13 de maio de 2007

Iara, mito aquático em mutação


O folclorista brasileiro Câmara Cascudo reconta em "Lendas Brasileiras" (1945) a lenda da Iara (Uyára era o deus amazônico dos peixes: era , segundo outros, a Sereia ou Mãe d'água, pois Y-Yára quer dizer - a que mora na água. A raça desses monstros marinhos chamavam de Y-Yára-ruoiara).

Deitada sobre a branca areia do igarapé, brincando com os matupiris, que lhe passam sobre o corpo meio oculto pela corrente que se dirige para o igapó, uma linda tapuia canta à sombra dos jauaris, sacudindo os longos e negros cabelos, tão negros como seus grandes olhos.

As flores lilases do mururé formam uma grinalda sobre sua fronde que faz sobressair o sorriso provocador que ondula os lábios finos e rosados.

Canta, cantando o exílio, que os ecos repetem pela floresta, e que, quando chega a noite, ressoam nas águas do gigante dos rios.

Cai a noite, as rosas e os jasmins saem dos cornos dourados e se espalham pelo horizonte, e ela canta e canta sempre; porém o moço tapuio que passa não se anima a procurar a fonte do igarapé.

Ela canta e ele ouve; porém, comovido, foge repetindo: - “É bela, porém é a morte... é a Iara”.

(...)

A noite cobre o espaço, e mais triste do que nunca volta o tapuio em luta com o coração e com os conselhos maternos.

Assim passam-se os dias, já fugindo dos amigos e deixando a pesca em abandono.

Uma vez viram descer uma montaria de bubuia pelo Amazonas, solitária porque o pirassara tinha-se deixado seduzir pelos cantos da Iara.

Mais tarde apareceu num matupá um teonguera, tendo nos lábios sinais recentes dos beijos da Iara.

Estavam dilacerados pelos dentes das piranhas.

Em outra versão, mais recente, Iara é retratada como uma índia violada e morta por homens brancos, que se transformou em sereia:

Yara, a jovem Tupi, era a mais formosa mulher das tribos que habitavam ao longo do rio Amazonas. Muito atraente, com longos e negros cabelos, tinha um sorriso meigo e sensual. Mantinha-se, entretanto, indiferente aos muitos admiradores, preferindo ser livre. Caminhava pela floresta e pelas areias brancas dos rios, envolvendo-se constantemente em suas águas claras.

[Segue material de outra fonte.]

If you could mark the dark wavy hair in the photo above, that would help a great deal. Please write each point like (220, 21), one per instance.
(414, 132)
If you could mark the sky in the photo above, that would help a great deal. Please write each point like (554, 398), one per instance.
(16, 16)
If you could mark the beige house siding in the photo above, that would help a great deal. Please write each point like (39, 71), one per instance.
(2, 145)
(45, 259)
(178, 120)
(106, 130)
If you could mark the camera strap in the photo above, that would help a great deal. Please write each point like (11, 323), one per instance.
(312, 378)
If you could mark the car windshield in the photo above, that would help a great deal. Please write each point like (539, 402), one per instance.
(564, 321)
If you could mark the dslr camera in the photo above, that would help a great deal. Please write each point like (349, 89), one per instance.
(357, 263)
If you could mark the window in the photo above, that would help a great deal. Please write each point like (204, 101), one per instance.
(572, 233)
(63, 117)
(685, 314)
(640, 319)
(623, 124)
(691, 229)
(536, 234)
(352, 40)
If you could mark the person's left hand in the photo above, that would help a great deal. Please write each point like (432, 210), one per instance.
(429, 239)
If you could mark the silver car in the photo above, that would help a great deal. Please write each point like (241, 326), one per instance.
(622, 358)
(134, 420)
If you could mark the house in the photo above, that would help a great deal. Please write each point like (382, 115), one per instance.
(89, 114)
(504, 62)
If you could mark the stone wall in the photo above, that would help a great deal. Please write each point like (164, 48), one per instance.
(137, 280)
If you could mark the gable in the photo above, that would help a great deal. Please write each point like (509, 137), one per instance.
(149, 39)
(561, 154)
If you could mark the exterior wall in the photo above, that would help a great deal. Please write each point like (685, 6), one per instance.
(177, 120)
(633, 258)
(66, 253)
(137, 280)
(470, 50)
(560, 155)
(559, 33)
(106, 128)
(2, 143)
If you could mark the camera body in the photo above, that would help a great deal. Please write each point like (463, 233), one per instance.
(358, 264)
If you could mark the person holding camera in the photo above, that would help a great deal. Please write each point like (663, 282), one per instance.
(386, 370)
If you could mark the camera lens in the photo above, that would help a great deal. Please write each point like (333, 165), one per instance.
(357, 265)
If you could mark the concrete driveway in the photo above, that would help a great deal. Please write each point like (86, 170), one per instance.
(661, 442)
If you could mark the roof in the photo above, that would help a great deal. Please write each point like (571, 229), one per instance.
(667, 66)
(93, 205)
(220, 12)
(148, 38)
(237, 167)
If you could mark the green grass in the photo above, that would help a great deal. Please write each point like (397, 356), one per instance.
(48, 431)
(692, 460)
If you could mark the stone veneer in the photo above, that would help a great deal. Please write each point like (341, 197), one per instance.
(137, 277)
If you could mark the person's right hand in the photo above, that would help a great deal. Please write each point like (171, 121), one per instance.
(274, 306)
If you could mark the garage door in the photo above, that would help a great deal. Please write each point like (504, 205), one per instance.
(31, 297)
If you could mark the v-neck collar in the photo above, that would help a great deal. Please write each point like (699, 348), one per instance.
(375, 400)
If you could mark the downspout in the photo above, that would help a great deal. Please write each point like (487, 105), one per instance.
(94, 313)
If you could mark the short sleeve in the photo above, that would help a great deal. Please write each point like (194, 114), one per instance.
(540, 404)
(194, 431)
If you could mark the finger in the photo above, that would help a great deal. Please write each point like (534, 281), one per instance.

Por sua doçura, todos os animais e as plantas a amavam.

Numa tarde de verão, mesmo após o Sol se pôr, Yara permanecia no banho, quando foi surpreendida por um grupo de homens estranhos. Tinham longas barbas, usavam roupas pesadas, botas e chapéus. Falavam uma língua desconhecida e pareciam muito agressivos. Sem condições de fugir, a jovem foi agarrada e amordaçada, não podendo se livrar daquelas mãos que tocavam todo o seu corpo. Acabou por desmaiar, sendo, mesmo assim, violentada e atirada ao rio.

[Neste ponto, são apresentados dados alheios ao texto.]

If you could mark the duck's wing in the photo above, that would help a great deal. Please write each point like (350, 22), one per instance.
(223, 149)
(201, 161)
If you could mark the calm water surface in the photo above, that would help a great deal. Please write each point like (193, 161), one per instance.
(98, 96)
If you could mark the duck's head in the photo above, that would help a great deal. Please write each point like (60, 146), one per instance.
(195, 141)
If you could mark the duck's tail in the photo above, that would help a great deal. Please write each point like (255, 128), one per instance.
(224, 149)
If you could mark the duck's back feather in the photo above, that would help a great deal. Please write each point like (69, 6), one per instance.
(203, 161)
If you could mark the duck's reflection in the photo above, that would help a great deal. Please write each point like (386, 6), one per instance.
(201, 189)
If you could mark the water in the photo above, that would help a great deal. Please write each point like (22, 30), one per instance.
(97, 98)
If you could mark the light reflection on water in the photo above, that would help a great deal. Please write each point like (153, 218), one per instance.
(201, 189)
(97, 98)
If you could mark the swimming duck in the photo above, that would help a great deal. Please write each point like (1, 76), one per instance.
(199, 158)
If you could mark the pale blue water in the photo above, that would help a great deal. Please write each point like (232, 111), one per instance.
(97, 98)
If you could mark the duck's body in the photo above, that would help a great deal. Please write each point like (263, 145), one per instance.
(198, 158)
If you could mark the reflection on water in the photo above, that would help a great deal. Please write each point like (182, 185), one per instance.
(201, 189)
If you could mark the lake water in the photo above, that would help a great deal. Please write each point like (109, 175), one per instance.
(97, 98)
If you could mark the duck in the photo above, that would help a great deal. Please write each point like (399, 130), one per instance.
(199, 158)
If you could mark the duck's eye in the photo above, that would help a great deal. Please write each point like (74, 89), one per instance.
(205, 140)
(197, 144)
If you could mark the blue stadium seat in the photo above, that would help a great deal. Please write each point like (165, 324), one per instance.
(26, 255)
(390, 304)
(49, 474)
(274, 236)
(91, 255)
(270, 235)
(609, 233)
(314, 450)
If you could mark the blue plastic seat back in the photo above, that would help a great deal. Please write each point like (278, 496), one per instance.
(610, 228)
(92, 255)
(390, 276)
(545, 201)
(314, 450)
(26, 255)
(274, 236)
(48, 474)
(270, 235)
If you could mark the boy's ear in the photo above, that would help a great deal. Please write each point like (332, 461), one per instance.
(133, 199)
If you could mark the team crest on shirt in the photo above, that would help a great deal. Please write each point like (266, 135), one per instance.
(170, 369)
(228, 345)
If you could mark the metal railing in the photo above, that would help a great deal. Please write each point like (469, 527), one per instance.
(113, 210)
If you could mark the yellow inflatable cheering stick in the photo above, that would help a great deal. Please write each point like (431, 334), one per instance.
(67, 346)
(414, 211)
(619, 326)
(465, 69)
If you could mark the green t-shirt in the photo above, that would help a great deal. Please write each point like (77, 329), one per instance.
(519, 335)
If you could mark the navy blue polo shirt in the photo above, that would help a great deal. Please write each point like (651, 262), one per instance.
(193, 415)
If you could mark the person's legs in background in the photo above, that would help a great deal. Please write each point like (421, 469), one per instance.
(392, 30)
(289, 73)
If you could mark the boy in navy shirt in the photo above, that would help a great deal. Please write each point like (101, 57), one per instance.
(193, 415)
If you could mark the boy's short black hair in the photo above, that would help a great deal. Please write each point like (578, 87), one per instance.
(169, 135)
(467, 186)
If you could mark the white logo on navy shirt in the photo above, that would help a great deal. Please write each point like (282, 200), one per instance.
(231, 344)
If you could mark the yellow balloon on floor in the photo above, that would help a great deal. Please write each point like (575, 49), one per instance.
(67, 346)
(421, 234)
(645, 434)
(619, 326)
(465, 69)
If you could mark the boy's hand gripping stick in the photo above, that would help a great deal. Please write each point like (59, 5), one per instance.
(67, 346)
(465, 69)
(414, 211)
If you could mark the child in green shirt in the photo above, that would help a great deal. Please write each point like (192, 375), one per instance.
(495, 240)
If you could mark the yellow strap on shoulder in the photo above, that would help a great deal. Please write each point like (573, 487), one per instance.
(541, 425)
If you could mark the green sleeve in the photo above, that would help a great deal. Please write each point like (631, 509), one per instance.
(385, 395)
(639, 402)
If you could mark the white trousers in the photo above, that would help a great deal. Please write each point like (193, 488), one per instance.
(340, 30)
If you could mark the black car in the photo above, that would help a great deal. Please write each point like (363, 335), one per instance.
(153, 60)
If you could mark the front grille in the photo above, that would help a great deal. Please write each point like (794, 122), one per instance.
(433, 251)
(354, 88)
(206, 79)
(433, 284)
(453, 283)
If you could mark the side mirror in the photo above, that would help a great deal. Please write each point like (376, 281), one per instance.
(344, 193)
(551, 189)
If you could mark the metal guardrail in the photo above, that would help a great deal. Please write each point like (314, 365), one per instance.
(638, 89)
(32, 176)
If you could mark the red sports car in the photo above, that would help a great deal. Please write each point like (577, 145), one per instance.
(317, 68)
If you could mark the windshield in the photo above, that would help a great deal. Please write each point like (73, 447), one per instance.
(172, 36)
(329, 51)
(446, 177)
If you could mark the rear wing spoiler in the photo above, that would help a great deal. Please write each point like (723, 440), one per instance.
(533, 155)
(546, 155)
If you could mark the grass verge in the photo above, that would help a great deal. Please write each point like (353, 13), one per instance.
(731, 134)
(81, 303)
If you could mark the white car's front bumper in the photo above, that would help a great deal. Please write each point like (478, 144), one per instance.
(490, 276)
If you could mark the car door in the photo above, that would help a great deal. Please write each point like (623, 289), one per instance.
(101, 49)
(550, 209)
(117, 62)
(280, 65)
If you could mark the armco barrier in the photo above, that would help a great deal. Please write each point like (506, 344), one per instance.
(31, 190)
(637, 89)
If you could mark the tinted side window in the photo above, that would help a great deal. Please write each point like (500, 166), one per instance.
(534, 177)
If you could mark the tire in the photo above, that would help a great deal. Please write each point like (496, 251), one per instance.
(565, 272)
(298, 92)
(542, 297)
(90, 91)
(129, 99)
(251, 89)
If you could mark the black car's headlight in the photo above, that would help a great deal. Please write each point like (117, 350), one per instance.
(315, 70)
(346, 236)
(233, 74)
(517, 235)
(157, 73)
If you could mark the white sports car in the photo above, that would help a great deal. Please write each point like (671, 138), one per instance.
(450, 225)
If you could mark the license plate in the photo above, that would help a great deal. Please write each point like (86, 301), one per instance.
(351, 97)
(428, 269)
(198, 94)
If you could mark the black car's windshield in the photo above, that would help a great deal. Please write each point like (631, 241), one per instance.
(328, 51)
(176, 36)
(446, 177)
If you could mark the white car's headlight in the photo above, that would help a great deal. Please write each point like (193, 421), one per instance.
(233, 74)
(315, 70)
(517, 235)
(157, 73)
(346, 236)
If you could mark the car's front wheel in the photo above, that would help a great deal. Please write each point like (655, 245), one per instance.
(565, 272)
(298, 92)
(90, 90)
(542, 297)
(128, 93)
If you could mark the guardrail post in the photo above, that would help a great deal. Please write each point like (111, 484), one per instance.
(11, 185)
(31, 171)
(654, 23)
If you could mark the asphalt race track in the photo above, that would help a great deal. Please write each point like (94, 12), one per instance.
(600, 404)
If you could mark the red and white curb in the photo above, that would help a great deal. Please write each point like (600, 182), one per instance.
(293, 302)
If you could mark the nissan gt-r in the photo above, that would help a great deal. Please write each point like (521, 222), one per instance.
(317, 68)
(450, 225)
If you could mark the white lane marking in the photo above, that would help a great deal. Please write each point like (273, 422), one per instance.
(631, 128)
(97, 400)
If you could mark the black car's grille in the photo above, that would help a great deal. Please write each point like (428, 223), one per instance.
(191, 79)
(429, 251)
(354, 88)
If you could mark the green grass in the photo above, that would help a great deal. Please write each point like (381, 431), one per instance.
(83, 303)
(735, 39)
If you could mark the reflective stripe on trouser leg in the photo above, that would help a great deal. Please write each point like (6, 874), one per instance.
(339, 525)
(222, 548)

O espírito das águas transformou o corpo de Yara num ser duplo. Continuaria humana da cintura para cima, tornando-se peixe no restante. Assim, permaneceria bela, podendo ao mesmo tempo viver no rio eternamente.

Yara passou a entender os pássaros e a conversar com eles e com os peixes, como uma sereia cujo canto atrai os homens de maneira irresistível.

Ao verem a linda criatura, eles se aproximam dela, que os abraça e os arrasta às profundezas, de onde nunca mais voltarão.

Na verdade, na opinião de Câmara Cascudo, a Iara é simplesmente uma forma literária brasileira para representar a lenda mediterrânea da sereia sedutora ou da Mãe D'Água do folclore africano, e não um mito autenticamente brasileiro. O mito autêntico, ligado à origem, aos mistérios e a temores da água, é o do Ipupiara (o que reside ou mora nas fontes).

Ao contrário do mito mediterrâneo e do africano, o mito brasileiro do Ipupiara refere-se a um homem-marinho, gênio protetor das nascentes e olhos d'água e como tal, de certo modo, inimigo dos pescadores, marisqueiros e lavadeiras. Os cronistas dos séculos XVI e XVII registraram essa história. O personagem era masculino e chamava-se Ipupiara, homem peixe que devorava pescadores e os levava para o fundo do rio. No século XVIII, Ipupiara passa a ser conhecido como uma sedutora sereia: Uiara ou Iara. Todo pescador brasileiro, de água doce ou salgada, conta histórias de moços que cederam aos encantos da bela Uiara e terminaram afogados de paixão. Ela deixa sua casa no fundo das águas no fim da tarde. Surge magnífica à flor das àguas: metade mulher, metade peixe, cabelos longos enfeitados de flores vermelhas. Por vezes, ela assume a forma humana e sai em busca de vítimas.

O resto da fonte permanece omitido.